Iconic though he is and was in his own lifetime, Karsh was hardly
a lapdog of Canadian politicians, who believed his photos could be
counted on to enhance their agendas. Their ease with Karsh came partly
because he could always be counted on to produce a posed photo. There
were no candids in the style of France's Henri Cartier-Bresson. There
were few surprises.
And then in 1952 when Maclean's magazine asked Karsh to provide a photo
tour of Canada for the grand fee of $1,500 a picture plus expenses,
it turned out that not all the pictures were postcard material.
"There were...some marvelous exceptions," writes Ms. Tippett. "The
bone-chilling photograph of a child in an iron lung at the 'Sick
Kids' hospital in Toronto. The stark image of an unidentified woman
recovering from tuberculosis at an Edmonton hospital." There were
photos of Canada's poor and infirm; photos that showed the desperate
situation of Canada's First Nations Peoples.
Not all white Canadians appreciated Karsh's view of Canada.
"In response to Karsh's photo essay on Edmonton, one [Maclean's]
reader asked, 'Is the population made up entirely of Indians, Eskimos
and Orientals?'"
But it was the dining habits of the photographer and his wife Solange
while they were working in Prince Edward Island that got him into hot
water with the premier and saw Karsh attacked in the House of Commons.
The Karshes sat down to a dreadful meal at a
P.E.I. government-subsidized restaurant hotel, according to the
Maclean's report.

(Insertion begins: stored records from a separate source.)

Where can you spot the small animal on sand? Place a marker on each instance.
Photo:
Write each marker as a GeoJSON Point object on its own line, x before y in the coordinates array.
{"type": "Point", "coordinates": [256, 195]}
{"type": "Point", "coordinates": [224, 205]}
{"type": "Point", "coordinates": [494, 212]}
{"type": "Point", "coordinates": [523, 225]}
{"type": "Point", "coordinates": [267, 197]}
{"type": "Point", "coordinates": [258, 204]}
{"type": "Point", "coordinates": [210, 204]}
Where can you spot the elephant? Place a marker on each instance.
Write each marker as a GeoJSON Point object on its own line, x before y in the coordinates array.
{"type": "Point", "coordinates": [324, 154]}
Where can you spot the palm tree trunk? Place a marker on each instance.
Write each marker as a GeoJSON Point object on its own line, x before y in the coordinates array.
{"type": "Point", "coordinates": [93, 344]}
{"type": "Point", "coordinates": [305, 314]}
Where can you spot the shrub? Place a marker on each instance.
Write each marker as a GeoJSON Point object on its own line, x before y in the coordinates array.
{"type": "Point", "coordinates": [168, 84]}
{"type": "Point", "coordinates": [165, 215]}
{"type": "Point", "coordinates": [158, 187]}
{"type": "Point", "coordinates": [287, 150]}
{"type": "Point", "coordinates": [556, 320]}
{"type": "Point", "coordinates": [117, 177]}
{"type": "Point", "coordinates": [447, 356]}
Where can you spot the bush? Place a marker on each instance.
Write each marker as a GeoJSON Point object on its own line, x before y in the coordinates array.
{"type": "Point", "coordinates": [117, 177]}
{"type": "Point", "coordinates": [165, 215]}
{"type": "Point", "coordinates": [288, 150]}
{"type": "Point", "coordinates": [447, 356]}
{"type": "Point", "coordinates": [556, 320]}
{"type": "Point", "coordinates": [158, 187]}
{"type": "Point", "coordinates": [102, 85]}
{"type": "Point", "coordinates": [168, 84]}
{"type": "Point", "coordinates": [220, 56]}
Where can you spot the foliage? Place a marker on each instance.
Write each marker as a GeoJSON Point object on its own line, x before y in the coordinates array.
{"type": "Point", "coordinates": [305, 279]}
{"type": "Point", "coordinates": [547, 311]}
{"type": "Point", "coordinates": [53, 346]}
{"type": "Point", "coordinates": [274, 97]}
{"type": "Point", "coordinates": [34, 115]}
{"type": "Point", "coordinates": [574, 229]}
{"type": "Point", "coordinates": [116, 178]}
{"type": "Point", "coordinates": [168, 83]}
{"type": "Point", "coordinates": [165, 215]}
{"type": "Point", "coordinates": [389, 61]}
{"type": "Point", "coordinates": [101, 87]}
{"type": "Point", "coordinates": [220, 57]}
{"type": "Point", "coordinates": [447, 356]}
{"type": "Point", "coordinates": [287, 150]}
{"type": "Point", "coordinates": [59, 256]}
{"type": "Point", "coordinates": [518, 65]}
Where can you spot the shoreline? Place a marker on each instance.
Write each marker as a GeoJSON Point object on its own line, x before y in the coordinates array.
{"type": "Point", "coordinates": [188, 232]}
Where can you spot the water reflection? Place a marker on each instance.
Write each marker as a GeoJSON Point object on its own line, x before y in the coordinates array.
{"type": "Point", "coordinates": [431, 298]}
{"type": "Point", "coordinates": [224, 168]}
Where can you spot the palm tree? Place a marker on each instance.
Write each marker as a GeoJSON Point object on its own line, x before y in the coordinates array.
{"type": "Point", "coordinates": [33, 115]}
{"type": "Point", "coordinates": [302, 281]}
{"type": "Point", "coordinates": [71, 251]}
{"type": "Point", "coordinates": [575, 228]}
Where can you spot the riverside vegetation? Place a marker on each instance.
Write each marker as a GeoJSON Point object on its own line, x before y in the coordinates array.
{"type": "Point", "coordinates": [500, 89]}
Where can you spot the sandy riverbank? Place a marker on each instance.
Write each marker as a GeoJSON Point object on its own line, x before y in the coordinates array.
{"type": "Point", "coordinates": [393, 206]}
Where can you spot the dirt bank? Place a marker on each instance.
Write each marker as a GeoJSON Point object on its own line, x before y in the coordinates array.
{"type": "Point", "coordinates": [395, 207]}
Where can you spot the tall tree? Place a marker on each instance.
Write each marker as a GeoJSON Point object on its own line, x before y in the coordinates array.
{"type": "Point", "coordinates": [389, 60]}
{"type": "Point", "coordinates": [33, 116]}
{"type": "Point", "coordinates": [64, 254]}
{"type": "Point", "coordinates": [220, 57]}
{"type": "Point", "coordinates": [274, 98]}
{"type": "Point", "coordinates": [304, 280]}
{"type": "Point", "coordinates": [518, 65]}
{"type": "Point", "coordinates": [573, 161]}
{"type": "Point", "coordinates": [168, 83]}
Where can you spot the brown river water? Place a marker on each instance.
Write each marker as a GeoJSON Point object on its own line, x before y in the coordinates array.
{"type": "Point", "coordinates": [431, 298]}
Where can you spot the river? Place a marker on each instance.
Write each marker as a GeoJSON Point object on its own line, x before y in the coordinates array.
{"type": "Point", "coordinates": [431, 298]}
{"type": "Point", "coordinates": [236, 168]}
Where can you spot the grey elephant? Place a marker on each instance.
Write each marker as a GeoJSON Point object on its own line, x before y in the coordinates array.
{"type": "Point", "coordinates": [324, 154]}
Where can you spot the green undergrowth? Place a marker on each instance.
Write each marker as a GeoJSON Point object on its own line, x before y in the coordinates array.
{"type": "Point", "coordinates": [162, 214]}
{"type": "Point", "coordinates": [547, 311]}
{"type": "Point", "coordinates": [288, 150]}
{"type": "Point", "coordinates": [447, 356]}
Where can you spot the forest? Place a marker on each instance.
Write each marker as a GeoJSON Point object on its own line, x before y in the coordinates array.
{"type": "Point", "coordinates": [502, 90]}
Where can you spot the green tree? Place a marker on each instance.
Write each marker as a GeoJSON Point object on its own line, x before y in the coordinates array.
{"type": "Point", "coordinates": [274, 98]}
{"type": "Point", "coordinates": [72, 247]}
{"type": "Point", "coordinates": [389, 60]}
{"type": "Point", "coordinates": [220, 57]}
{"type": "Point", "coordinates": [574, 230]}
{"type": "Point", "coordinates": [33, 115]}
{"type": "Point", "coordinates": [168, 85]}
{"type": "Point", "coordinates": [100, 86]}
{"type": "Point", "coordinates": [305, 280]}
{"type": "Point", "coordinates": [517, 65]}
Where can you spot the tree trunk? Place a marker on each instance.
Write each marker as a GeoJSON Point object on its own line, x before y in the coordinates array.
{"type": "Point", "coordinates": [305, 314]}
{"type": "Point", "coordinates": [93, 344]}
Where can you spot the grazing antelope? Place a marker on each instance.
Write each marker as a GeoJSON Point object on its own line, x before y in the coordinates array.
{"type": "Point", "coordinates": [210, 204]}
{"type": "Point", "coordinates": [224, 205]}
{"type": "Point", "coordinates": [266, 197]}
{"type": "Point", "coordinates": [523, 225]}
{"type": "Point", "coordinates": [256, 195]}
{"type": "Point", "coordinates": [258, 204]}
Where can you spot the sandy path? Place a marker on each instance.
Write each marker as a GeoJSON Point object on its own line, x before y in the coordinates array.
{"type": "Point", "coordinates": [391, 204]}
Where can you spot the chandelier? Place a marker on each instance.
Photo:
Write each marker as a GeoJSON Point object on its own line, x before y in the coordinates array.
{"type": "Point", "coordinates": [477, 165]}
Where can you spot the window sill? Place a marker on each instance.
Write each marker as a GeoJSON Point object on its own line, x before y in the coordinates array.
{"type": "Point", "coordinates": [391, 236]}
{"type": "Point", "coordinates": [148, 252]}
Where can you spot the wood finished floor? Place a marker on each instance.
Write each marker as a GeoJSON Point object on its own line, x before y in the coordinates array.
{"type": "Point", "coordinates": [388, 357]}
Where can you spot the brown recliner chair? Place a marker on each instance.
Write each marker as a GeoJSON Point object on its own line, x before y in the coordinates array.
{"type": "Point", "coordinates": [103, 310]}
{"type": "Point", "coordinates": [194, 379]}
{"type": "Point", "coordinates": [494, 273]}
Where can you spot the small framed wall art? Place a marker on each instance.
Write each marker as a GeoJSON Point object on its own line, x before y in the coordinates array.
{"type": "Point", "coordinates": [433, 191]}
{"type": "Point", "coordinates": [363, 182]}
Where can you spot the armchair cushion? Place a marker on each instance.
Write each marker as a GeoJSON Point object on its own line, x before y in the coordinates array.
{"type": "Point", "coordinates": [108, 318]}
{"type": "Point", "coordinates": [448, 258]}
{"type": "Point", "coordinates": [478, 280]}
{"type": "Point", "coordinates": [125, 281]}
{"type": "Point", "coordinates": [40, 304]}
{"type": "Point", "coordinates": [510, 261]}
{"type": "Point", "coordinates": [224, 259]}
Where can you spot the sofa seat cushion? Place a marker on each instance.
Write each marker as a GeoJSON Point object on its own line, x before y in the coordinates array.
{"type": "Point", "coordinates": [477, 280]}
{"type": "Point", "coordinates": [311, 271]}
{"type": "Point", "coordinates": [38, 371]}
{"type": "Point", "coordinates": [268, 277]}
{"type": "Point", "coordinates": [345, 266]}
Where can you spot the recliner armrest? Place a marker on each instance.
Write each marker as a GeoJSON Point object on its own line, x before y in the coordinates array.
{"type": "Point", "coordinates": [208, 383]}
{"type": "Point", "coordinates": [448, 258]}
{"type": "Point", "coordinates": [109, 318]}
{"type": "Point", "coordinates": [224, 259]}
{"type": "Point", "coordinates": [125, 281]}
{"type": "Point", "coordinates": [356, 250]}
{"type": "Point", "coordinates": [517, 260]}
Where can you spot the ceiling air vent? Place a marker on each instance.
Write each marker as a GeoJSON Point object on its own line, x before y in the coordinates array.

The dinner had begun with a seafood xxxxtail that had
neither sauce nor lemon and was not fresh. The jellied consomme that
followed had lumps of commercial gelatin floating in the broth. And
the rare beef tenderloin was not only less that one-quarter of an
inch thick but was overdone. It was the potatoes Florentine that
came in for the most criticism. When they were placed before Karsh,
he buried his face in his hands. Equally disgusted, Solange offered
to write a pamphlet for the premier, Walter Jones, on One Hundred
Ways to Cook Potatoes.
"The premier responded by suggesting that there was only one way to
cook a potato and that was to boil it."
The verbal food fight that ensued had the Conservative MP for Queens,
P.E.I. standing up in the Commons to denounce Karsh as "a doubtful
Canadian." Peterborough Examiner editor Robertson Davies came to
Karsh's defence by writing, "We are all foreigners, in some way or
other, in Canada."
Mr. Davies was right on two counts. We are all foreigners here,
and Karsh was an especially worthy one.